Most cameras just record colour but now the 3D shapes of objects, captured through only a single lens, can be accurately estimated using new software developed by University College London computer scientists. The method, published today at CVPR 2017, gives state-of-the-art results and works with existing photos, allowing any camera to map the depth for every pixel it captures.

The technology has a wide variety of applications, from augmented reality in computer games and apps, to robot interaction, and self-driving cars. Historical images and videos can also be analysed by the software, which is useful for reconstruction of incidents or to automatically convert 2D films into immersive 3D.

''Inferring object-range from a simple image by using real-time software has a whole host of potential uses,'' explains supervising researcher, Dr Gabriel Brostow (UCL Computer Science).

''Depth mapping is critical for self-driving cars to avoid collisions, for example. Currently, car manufacturers use a combination of laser-scanners and / or radar sensors, which have limitations. They all use cameras too, but the individual cameras couldn't provide meaningful depth information. So far, we've optimised the software for images of residential areas, and it gives unparalleled depth mapping, even when objects are on the move.''

The new software was developed using machine learning methods and has been trained and tested in outdoor and urban environments. It successfully estimates depths for thin structures such as street signs and poles, as well as people and cars, and quickly predicts a dense depth map for each 512 x 256 pixel image, running at over 25 frames per second.

Currently, depth mapping systems rely on bulky binocular stereo rigs or a single camera paired with a laser or light-pattern projector that don't work well outdoors because objects move too fast and sunlight dwarfs the projected patterns.

There are other machine-learning based systems also seeking to get depth from single photographs, but those are trained in different ways, with some needing elusive high-quality depth information.

The new technology doesn't need real-life depth datasets, and outperforms all the other systems.

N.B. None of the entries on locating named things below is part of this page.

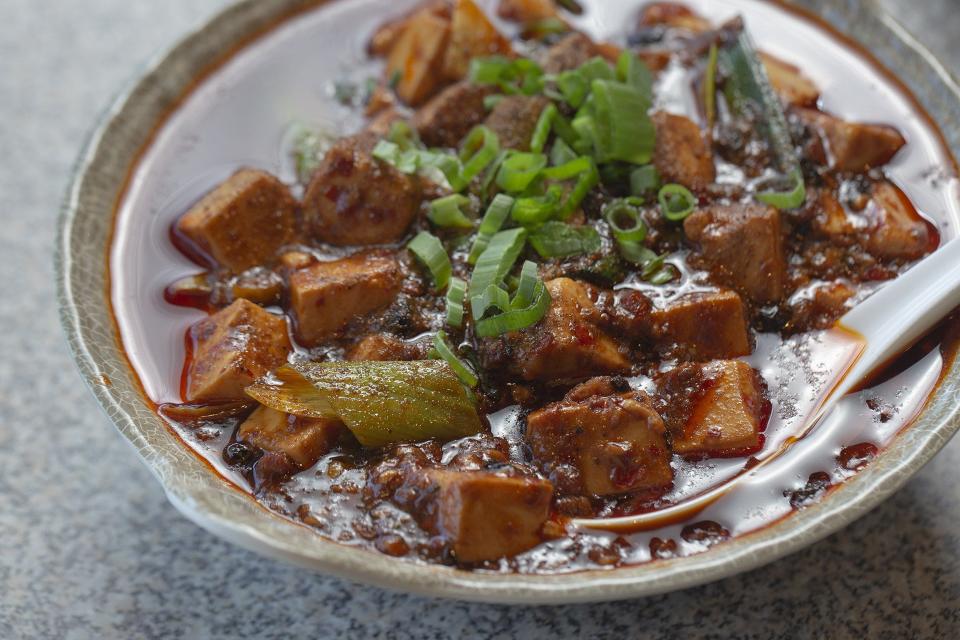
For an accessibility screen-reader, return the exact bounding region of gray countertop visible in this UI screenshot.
[0,0,960,639]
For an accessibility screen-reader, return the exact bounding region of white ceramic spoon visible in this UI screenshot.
[573,239,960,531]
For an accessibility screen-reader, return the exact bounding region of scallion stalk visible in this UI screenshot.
[657,184,698,222]
[427,193,473,229]
[433,331,479,389]
[446,278,467,329]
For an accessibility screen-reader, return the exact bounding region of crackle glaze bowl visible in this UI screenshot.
[56,0,960,604]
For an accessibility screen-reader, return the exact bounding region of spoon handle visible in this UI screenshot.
[832,239,960,398]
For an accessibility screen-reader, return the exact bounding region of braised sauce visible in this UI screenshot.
[110,0,960,573]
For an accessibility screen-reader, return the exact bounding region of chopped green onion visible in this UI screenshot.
[467,193,514,264]
[657,184,697,222]
[483,93,507,111]
[476,280,550,338]
[469,56,510,84]
[246,360,483,447]
[591,80,656,164]
[460,125,500,184]
[757,169,807,209]
[603,198,647,244]
[530,103,560,153]
[577,56,616,83]
[469,56,544,96]
[470,284,510,320]
[427,193,473,229]
[560,158,600,218]
[703,42,717,130]
[717,31,806,209]
[617,51,653,103]
[530,220,601,258]
[407,231,453,291]
[543,156,594,180]
[510,185,563,227]
[550,138,577,167]
[510,260,540,309]
[557,71,590,109]
[433,331,479,389]
[446,278,467,329]
[497,151,547,193]
[630,164,660,197]
[371,140,400,166]
[469,229,527,301]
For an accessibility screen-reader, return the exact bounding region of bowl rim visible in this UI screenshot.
[54,0,960,604]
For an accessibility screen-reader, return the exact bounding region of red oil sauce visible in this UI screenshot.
[110,0,960,572]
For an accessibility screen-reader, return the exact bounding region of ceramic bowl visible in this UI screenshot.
[56,0,960,604]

Once trained, it runs in the field by processing one normal single-lens photo after another.

''Understanding the shape of a scene from a single image is a fundamental problem. We aren't the only ones working on it, but we have got the highest quality outdoors results, and are looking to develop it further to work with 360 degree cameras.

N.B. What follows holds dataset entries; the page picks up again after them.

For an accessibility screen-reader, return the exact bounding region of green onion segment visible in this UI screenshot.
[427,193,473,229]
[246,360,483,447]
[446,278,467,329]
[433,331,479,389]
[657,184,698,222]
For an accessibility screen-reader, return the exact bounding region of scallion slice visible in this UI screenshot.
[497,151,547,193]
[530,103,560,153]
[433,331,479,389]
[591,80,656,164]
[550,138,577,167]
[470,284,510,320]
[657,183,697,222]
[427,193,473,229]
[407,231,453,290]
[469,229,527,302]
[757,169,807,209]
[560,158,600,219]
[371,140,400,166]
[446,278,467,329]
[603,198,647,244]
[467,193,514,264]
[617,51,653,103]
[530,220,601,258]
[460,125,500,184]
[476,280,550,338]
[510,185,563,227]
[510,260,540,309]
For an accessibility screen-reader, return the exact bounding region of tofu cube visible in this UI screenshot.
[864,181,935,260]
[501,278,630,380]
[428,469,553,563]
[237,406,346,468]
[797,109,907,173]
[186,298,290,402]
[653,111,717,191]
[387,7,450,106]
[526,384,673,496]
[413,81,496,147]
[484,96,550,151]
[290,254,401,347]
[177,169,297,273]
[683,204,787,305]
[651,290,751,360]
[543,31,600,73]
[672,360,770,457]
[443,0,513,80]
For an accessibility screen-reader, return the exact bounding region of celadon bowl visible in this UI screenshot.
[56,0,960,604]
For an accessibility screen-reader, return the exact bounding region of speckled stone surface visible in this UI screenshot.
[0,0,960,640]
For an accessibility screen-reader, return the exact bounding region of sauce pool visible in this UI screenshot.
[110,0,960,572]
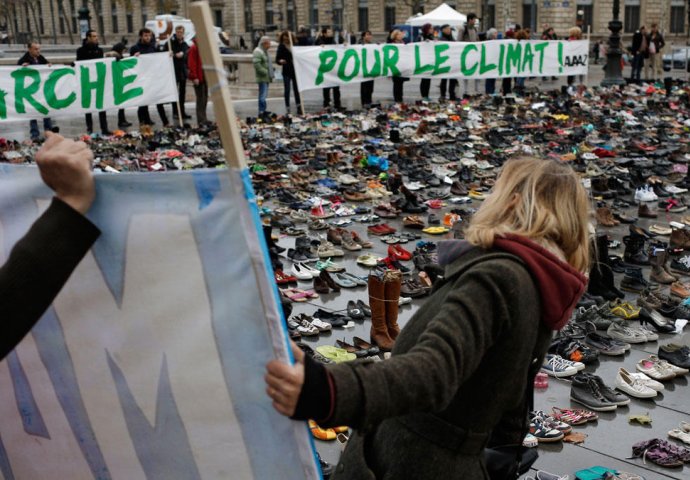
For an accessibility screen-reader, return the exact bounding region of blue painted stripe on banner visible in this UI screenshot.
[240,168,323,480]
[7,351,50,438]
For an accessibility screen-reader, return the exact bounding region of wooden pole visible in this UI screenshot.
[286,29,304,116]
[189,2,247,168]
[168,29,186,128]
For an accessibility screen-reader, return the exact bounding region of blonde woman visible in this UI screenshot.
[266,158,589,480]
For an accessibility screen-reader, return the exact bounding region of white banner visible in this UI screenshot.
[0,163,319,480]
[293,40,589,91]
[0,52,177,122]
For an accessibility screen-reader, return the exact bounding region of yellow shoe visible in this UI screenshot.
[467,190,486,200]
[422,227,448,235]
[309,420,338,440]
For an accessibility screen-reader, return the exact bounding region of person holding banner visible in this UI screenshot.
[417,23,434,102]
[187,37,208,126]
[0,132,100,360]
[77,30,112,135]
[265,158,589,480]
[314,27,342,110]
[359,30,374,108]
[252,36,273,118]
[129,28,170,127]
[388,28,409,103]
[438,24,458,102]
[17,42,53,141]
[105,39,132,128]
[276,30,301,113]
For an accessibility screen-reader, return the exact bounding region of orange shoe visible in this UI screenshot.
[443,213,462,228]
[309,420,338,440]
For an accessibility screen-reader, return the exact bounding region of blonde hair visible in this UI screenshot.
[465,157,589,272]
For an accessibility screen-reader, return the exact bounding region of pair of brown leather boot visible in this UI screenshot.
[368,270,402,351]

"A 360°degree depth map would be fantastically useful – it could drive wearable tech to assist disabled people with navigation, or to map real-life locations for virtual reality gaming, for example,'' adds first author and UCL PhD student, Clément Godard (UCL Computer Science).

Co-author, Dr Oisin Mac Aodha, previously at UCL and now at Caltech, added: ''At the moment, our software requires a desktop computer to process individual images, but we plan on miniaturising it, so it can be run on hand-held devices such as phones and tablets, making it more accessible to app developers. We've also only optimised it for outdoor use, so our next step is to train it on indoor environments.''

The team has patented the technology through UCL Business, but has made the code available free for non-commercial use. Funding for the research was kindly provided by the Engineering and Physical Sciences Research Council.